Today, the Office of Population Affairs (OPA) at the Department of Health and Human Services (HHS) issued the final rule to revise regulations that govern the Title X family planning program “by readopting the 2000 regulations, with several revisions.” The stated effect of the final rule is to revoke the requirements of changes ordered in 2018 that included “removing restrictions on non-directive options counseling and referrals for abortion services and eliminating requirements for strict physical and financial separation between abortion-related activities and Title X project activities.”
The new rule, which takes effect on Nov. 8, will allow health centers to receive the federal funds even if they refer patients for abortions. With this reinstatement, Planned Parenthood stands to gain up to $60 million annually in federal taxpayer funding.
ERLC acting president Brent Leatherwood said, “While some will couch this in the Orwellian terms of advancing reproductive health, we should be clear about what is occuring here: Preborn lives are in danger, mothers are rendered vulnerable to a predatory abortion industry, and taxpayer consciences are being steamrolled. This should be unacceptable in the eyes of every American. But as long as we remain a society that refuses to recognize the inherent dignity and right to life that each person possesses in the womb, we will remain a throwaway culture that wantonly discards children and bankrolls abortionists.”
What is the Title X funding program?
Title X or Title X Family Planning is the common name for Public Law 91-572 — the “Family Planning Services and Population Research Act of 1970.” Title X is a federal grant program “dedicated solely to providing individuals with comprehensive family planning and related preventive health services.” The funds — currently $286.5 million a year — are given to the individual states who, based on federal rules and regulations, disperse it to qualified Title X clinics. The statute prohibits this money from being used to support abortion as a method of family planning. According to the law, “[n]one of the funds appropriated under this subchapter shall be used in programs where abortion is a method of family planning.”
Title X allows grant money to be “used only to support preventive family planning services.” All this really means, though, is that grant recipients like Planned Parenthood cannot directly use money from the federal government for abortion services. But money is fungible. A dollar spent for one purpose can also cover other purposes. For example, the money the federal government gives to Planned Parenthood can be used indirectly to cover operating and overhead costs such as rent and staff salary. This allows Planned Parenthood to provide abortions that are essentially subsidized by the government.
History of Title X
In 2019 under the Trump administration, HHS issued a new final rule to reinstate Title X regulations that separate taxpayer dollars from funding abortion. The rule shifted funding from abortion providers — such as Planned Parenthood — and steered some of it toward faith-based care providers. In June 2019, the 9th Circuit Court of Appeals refused to block the final Title X rule.

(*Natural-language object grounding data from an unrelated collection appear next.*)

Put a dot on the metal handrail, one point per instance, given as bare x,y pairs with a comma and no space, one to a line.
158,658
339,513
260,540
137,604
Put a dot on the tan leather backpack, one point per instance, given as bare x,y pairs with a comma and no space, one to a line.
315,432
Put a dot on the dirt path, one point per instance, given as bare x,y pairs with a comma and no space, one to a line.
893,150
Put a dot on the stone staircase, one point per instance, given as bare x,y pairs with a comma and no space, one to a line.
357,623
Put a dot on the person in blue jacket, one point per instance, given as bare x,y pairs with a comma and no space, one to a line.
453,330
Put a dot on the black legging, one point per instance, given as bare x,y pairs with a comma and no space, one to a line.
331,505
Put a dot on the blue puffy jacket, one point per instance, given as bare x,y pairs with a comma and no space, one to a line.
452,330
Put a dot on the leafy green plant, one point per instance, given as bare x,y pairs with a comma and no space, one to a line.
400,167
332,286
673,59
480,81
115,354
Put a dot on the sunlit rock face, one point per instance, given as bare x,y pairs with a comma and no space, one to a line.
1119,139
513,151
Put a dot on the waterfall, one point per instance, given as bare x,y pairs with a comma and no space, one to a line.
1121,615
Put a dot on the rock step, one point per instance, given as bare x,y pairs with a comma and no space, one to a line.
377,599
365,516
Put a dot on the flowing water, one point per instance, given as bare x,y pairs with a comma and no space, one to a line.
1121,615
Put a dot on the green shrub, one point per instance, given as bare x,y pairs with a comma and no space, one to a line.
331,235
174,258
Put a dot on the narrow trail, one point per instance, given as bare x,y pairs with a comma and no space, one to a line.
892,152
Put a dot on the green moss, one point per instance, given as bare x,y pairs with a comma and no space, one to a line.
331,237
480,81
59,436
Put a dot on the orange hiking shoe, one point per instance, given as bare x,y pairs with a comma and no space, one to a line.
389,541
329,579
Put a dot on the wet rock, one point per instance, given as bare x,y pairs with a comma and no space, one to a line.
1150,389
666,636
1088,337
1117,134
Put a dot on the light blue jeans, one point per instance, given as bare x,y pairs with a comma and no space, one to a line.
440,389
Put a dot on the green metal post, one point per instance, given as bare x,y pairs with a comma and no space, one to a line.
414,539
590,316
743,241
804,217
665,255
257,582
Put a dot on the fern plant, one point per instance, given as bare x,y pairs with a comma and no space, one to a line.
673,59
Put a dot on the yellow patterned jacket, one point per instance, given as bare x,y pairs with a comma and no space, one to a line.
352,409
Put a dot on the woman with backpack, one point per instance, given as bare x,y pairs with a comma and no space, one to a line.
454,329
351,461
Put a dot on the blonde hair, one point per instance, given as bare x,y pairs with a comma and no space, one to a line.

Title X has been somewhat of a political football, changing with different administrations.
During the Reagan administration, a regulation was issued that required that Title X projects be organized so that they are “physically and financially separate” from prohibited abortion activities. This regulation was challenged in the courts but was upheld in the 1991 Supreme Court ruling Rust v. Sullivan.
When former President Clinton took office, he reversed that regulation, and it was never reinstated. Former President Obama issued an additional regulation prohibiting states from defunding or deprioritizing abortion businesses in issuing subgrants with their Title X money. (This regulation was overturned by Congress in March 2017.) President Trump’s rule was loosely based on the Reagan-era framework.
The ERLC strongly opposed the reversal of this rule, and we will always advocate for life before Congress, the courts, and the administration. We know the abortion industry devalues human life and exploits families, and we are deeply grieved by this action. The ERLC will continue to be a voice for the voiceless and work toward a day when abortion is both unnecessary and unthinkable.